Agence France Presse (12.07.07) - Thursday, December 20, 2007
British researchers examined data on 7,916 HIV patients taking the standard three-drug cocktail of nucleoside reverse transcriptase inhibitors, non-nucleoside reverse transcriptase inhibitors and protease inhibitors. They found that 167 had developed extensive resistance to all three drug classes. The study population had a 9.2 percent chance of developing three- drug resistance after 10 years, the authors reported.
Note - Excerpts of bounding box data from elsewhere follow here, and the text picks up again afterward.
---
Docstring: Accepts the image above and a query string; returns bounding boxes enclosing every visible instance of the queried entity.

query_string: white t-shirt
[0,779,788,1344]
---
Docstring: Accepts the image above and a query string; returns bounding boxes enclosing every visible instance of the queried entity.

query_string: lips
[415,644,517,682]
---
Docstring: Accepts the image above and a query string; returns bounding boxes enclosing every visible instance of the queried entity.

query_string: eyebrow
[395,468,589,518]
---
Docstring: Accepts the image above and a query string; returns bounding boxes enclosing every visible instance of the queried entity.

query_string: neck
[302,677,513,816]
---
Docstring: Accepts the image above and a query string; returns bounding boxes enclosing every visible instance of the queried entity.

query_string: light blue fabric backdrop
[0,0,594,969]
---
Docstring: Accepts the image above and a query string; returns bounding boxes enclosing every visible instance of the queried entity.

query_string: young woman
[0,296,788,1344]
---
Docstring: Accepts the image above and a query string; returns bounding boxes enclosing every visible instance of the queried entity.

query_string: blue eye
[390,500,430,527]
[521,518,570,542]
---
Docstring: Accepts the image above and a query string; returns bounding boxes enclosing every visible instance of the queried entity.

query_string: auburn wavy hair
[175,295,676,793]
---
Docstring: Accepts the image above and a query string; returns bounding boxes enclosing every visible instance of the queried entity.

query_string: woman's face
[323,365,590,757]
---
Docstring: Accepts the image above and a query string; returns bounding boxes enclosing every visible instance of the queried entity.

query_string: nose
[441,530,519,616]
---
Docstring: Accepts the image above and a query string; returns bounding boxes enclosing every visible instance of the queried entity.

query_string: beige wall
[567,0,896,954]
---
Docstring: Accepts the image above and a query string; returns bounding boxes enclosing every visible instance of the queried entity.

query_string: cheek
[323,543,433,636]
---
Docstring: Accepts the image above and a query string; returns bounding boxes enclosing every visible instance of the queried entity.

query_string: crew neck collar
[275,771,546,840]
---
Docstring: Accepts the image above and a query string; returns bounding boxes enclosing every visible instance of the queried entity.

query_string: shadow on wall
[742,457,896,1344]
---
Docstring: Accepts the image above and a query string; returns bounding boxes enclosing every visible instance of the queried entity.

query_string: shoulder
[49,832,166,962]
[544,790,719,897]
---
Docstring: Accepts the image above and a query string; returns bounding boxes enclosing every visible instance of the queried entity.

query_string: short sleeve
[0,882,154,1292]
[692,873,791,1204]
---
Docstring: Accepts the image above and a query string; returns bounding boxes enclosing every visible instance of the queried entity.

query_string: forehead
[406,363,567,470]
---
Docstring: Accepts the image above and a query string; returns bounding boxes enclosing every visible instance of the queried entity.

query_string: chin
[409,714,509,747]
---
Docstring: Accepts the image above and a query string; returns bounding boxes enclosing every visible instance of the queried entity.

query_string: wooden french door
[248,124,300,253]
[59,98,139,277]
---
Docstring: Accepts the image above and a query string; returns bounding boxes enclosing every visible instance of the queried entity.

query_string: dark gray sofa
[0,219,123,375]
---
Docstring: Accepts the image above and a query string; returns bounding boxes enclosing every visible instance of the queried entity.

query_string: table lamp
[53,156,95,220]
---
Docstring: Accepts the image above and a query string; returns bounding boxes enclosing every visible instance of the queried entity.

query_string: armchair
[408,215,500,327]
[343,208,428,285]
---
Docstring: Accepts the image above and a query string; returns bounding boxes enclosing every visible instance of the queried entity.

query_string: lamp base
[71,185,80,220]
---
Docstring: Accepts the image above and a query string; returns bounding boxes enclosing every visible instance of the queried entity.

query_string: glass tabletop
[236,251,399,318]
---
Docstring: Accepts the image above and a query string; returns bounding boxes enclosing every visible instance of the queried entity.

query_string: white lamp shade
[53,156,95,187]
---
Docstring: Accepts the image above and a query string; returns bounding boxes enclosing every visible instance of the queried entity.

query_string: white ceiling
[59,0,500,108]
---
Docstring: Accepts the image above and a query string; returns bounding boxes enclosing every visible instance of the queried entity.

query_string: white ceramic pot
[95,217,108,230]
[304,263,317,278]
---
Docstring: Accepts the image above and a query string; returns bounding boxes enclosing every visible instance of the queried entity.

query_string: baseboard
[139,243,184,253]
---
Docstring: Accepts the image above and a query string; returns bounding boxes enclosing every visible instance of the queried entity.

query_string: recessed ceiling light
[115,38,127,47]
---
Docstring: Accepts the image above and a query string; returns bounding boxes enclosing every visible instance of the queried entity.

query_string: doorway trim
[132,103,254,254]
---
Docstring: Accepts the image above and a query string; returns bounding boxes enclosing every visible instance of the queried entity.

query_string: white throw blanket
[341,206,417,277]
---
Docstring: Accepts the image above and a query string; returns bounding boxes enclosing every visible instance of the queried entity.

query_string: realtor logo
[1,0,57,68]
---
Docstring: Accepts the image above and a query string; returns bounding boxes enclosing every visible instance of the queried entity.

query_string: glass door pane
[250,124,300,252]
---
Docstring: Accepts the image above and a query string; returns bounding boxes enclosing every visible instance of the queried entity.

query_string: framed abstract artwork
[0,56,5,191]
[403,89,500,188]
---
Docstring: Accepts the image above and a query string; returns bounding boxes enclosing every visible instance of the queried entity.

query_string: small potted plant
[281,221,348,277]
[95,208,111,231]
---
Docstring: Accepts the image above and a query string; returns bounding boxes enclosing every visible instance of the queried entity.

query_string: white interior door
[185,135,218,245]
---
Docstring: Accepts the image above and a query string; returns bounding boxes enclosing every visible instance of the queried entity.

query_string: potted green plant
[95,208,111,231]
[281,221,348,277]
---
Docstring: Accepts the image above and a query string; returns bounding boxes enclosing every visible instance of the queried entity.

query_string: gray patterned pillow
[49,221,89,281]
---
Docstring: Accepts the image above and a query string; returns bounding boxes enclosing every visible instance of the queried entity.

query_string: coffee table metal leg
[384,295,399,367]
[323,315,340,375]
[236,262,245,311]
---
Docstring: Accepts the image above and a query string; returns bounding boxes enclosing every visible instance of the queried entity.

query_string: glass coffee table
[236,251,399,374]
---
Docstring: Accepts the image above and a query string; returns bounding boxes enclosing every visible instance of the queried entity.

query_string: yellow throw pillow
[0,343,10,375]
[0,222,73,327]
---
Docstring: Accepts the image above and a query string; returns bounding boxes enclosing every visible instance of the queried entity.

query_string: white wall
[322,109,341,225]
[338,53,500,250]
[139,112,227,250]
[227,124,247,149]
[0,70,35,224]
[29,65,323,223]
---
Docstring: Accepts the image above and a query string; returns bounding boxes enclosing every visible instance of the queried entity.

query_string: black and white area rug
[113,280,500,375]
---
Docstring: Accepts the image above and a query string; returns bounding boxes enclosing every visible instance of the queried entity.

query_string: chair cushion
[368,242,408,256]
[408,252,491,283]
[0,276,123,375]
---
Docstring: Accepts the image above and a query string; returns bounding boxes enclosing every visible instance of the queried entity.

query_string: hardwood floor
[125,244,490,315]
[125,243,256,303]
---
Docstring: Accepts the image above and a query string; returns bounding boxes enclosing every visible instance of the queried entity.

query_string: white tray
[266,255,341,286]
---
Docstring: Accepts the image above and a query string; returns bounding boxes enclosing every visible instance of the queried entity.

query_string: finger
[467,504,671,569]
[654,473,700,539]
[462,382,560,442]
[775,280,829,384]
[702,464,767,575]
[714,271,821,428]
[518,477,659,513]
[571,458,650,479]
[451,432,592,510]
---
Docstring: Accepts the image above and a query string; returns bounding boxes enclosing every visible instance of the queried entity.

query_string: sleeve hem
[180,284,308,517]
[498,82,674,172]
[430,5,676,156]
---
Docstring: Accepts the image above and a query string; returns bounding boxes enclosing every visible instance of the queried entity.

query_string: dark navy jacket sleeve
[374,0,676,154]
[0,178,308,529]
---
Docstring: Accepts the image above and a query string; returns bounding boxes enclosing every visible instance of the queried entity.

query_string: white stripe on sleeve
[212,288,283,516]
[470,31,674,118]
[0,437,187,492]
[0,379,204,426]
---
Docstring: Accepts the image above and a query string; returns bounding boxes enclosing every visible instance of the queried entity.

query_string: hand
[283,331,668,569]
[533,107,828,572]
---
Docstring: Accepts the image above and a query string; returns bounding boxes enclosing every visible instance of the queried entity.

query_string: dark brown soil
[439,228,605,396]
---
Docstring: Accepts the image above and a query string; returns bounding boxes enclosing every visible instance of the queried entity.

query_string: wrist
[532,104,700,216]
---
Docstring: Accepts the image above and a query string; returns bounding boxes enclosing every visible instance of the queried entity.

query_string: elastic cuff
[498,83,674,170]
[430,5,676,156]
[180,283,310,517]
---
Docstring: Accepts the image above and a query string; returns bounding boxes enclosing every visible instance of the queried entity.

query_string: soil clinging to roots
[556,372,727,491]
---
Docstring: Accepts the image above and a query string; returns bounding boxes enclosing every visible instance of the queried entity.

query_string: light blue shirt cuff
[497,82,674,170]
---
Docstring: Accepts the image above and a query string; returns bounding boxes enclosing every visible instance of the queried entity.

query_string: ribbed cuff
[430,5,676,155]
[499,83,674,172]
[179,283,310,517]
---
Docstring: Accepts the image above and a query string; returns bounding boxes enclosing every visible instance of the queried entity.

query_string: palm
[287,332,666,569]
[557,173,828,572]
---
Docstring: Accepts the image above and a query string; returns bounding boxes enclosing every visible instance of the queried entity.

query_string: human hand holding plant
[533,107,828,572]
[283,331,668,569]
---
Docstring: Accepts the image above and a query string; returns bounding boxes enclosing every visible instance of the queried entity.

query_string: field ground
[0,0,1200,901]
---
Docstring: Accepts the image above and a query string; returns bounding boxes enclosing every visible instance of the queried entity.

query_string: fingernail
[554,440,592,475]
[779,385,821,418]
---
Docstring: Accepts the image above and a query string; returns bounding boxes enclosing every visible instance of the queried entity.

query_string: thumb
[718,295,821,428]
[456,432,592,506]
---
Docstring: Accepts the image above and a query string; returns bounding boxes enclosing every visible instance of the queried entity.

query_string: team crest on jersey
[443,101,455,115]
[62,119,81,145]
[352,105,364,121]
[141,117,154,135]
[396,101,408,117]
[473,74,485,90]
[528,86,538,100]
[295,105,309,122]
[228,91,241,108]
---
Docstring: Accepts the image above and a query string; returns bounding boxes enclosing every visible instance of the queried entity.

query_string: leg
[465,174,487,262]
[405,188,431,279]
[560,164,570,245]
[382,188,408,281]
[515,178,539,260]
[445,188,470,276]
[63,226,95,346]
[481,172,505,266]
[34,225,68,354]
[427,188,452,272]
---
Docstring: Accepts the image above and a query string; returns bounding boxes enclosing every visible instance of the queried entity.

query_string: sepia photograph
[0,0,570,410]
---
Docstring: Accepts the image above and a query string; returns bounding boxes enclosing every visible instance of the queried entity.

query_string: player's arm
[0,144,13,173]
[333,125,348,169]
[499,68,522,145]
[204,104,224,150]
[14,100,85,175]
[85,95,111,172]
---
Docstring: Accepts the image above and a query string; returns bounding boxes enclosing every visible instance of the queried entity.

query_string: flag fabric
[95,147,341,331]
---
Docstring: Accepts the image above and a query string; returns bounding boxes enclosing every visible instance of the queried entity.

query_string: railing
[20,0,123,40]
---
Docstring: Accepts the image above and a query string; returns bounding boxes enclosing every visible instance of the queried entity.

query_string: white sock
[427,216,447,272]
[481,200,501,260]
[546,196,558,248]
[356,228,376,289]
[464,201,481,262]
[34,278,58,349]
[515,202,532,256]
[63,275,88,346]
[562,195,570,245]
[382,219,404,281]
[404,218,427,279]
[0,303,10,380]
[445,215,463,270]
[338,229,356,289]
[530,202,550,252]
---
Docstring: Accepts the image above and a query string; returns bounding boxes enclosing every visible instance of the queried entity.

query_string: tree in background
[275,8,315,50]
The study's findings are particularly welcome news for the developing world. When primary treatment fails, doctors must turn to second- and third-line drugs. In resource-poor locales, these are much more expensive and difficult to obtain. "In such settings, only one or two regimes are normally available, which results in disastrous consequences when these regimes fail," according to a commentary published with the study.
The news, however, comes with caveats:
*While the British patients typically started therapy early, the rate of failure was higher for those who started treatment after their CD4 cell levels fell below 200. In developing nations, AIDS drugs are rarely administered before CD4 cells fall below 200.
*Among patients who failed on the three-drug cocktail, 90 percent showed resistance to seven first-line drugs, and 58 percent of those failed on second-line therapies as well.
The full report, "Risk of Extensive Virological Failure to the Three Original Antiretroviral Drug Classes over Long-Term Follow-up from the Start of Therapy in Patients with HIV Infection: An Observational Cohort Study," and the commentary, "A Wake-Up Call for Global Access to Salvage HIV Drug Regimens," were published in The Lancet (2007;370(9603):1923- 1928 and 1885-1887).